Over the last five years, a significant transformation has occurred in global manufacturing as major multinational companies, including Apple Inc., seek to reduce their dependence on China, historically known as the 'world's factory', according to the 2024 Economic Survey report.
India's large domestic consumer market makes it an appealing destination for these companies, particularly in the electronics sector, where smartphone manufacturing and assembly are thriving, according to the report released on Monday.
This shift is driven by disruptions from Covid-19, escalating US-China tensions, and increasing business costs in China, the report stated.
To mitigate these risks, many companies have adopted a ‘China plus one strategy’, diversifying their supply chains to reduce their reliance on China for high-tech electronic products and components.
For instance, a 2023 survey by the Boston Consulting Group revealed that over 90% of North American manufacturers had relocated some or all of their production to countries like Mexico, Thailand, and Vietnam, indicating a strategic move away from China.
How Can India Benefit From 'China Plus One'?
The Indian government's Production-Linked Incentive scheme, offering tax breaks and subsidies, significantly attracted investments. Although India may not see immediate benefits from the trade shift away from China, it has experienced a notable increase in electronic exports, according to the survey.
Rising domestic demand for smartphones boosted investment, with Apple assembling $14 billion worth of iPhones in India during fiscal 2024, accounting for 14% of its global production. Foxconn has started producing Apple phones in Karnataka and Tamil Nadu.
India's electronic exports to the US transitioned from a trade deficit of $0.6 billion in fiscal 2017 to a trade surplus of $8.7 billion in fiscal 2024, demonstrating substantial value addition, the survey stated. Mobile phones have seen the most significant growth, with exports to the US rising from $2.2 billion in fiscal 2023 to $5.7 billion in fiscal 2024.
India aims to deepen its integration into global value chains by adopting East Asian strategies of reducing trade costs and facilitating foreign investment. To minimise costs, the country is enhancing logistical efficiency, as reflected in its improved score on the World Bank's Logistics Performance Index. The PLI scheme also encourages high-quality foreign investment, the survey said.
In the medium term, India is focused on integrating its value chain with Western economies, particularly in renewable energy and advanced technology sectors such as artificial intelligence, semiconductors, and next-generation telecommunications. Agreements like the Australia-India Free Trade Agreement and the US-India Clean Energy Initiative are vital in this effort.

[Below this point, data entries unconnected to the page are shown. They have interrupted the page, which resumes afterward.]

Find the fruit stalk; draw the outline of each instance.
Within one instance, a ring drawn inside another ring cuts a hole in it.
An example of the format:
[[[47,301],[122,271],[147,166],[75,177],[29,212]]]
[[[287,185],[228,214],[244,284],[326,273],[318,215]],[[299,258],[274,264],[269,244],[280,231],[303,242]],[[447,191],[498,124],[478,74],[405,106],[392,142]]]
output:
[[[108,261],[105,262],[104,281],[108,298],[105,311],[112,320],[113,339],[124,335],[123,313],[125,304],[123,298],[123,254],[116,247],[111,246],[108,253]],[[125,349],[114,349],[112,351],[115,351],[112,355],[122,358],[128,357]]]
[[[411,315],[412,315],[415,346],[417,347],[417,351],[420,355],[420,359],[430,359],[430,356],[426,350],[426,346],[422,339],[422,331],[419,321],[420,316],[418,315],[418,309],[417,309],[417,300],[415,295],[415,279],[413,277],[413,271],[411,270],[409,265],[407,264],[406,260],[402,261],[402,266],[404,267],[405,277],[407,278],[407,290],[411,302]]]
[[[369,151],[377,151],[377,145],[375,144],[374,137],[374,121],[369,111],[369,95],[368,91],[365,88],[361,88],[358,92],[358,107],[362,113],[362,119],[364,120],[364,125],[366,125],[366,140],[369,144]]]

Exports of environmentally friendly technologies to the US, including solar water heaters and wind turbines, increased from $199.2 million in fiscal 2020 to $326.9 million in fiscal 2024. American and European renewable energy companies, such as First Solar and Vesta, have established operations in India to capitalise on the growing demand for green technologies.
As the global manufacturing landscape evolves, India will position itself as a key player by leveraging its market size, strategic initiatives like the PLI scheme, and efforts to improve logistical and investment frameworks. This approach aims to attract multinational companies looking to diversify their supply chains and reduce reliance on China, it said.
Is 'China Plus One' A Move Away From China?
The 'China plus one' strategy does not necessarily lead to a complete shift away from China in global trade relations, according to the survey.
India faces two options to benefit from the 'China plus one' strategy— integrating into China's supply chain or promoting Chinese FDI, it said.
Focusing on Chinese FDI appears more promising for boosting India’s exports to the US, similar to the approach taken by East Asian economies. Relying on FDI is more advantageous than depending on trade, especially since China is India's top import partner, and the trade deficit with China is growing.
As the US and Europe shift their sourcing away from China, it is more effective for Chinese companies to invest in India and then export products to these markets, rather than India importing from China, adding minimal value, and re-exporting, the survey said.
A Rhodium Group research note highlights risk of economic coercion due to China's dominance in many product categories, where the Chinese government could restrict access to crucial inputs for political leverage.
The same research points out that countries like Brazil and Turkey have raised barriers to Chinese electric vehicle imports while attracting Chinese FDI in the sector. European nations are adopting a similar approach. Therefore, India must find the right balance between importing goods from China and attracting Chinese capital. This strategy will help India leverage the benefits of the 'China plus one' approach more effectively, according to the survey.
Countries like Mexico, Vietnam, Taiwan, and Korea, which benefited from the US’ trade diversion from China, also saw increased Chinese FDI. Thus, China remains significant even amid diversification efforts, it said.